München, 24.11.2017 | 15:36 | nze

Schneller im Online-Handel bezahlen oder alle Kontoumsätze über eine App im Blick behalten: Das sollen neue Regeln erleichtern, die im Januar in Kraft treten. Hier erfahren Sie, was Sie darüber wissen sollten.

Junger Mann sitzt vor Laptop
Bezahlung sofort bestätigt, Ware umgehend versandt: PSD 2 könnte den Online-Handel beschleunigen.
In den letzten Tagen und Wochen dürfte jeder von seiner Bank Post bekommen haben: Per Brief oder Mitteilung im Onlinebanking-Postfach informieren die Banken über geänderte Allgemeine Geschäftsbedingungen. Grund dafür sind neue, europaweit einheitliche Regeln für den Zahlungsverkehr, die ab 13. Januar auch in Deutschland gelten. Sie bringen eine Reihe von Änderungen für Inhaber eines Girokontos mit Onlinebanking-Möglichkeit mit sich.
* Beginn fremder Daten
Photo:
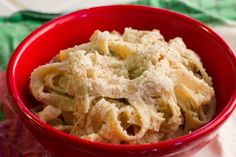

Was genau ändert sich für mich?

Wer etwa Girokonto-Inhaber bei der Direktbank DKB ist, hat in den letzten Tagen in seinem Postfach eine Mitteilung über neue Allgemeine Geschäftsbedingungen vorgefunden, alles in allem eine PDF-Datei von 71 Seiten. In der Zusammenfassung zu Beginn des Dokuments steht der Satz: „Sie können Zahlungsauslösedienste und Kontoinformationsdienste unter Verwendung Ihrer Personalisierten Sicherheitsmerkmale und Authentifizierungsinstrumente (zum Beispiel PIN und TAN) nutzen“ – in ihm steckt eine der wesentlichen Neuerungen der neuen Zahlungsdiensterichtlinie der EU, auf Englisch Payment Services Directive oder kurz PSD 2.

Mit den genannten Zahlungsauslösediensten können Verbraucher zum Beispiel bei Einkäufen im Internet ihre Waren umgehend bezahlen, indem sie ihre Zugangsdaten fürs Onlinebanking und eine Transaktionsnummer (TAN) bei einem an den Onlineshop direkt angebundenen Anbieter eingeben. Mit Kontoinformationsdiensten sind beispielsweise Apps gemeint, über die der Nutzer die Bewegungen und Stände all seiner Konten oder Depots im Blick behalten kann. Beide Arten von Diensten werden oft von sogenannten Fintechs auf den Markt gebracht, jungen Anbietern von Finanzanwendungen.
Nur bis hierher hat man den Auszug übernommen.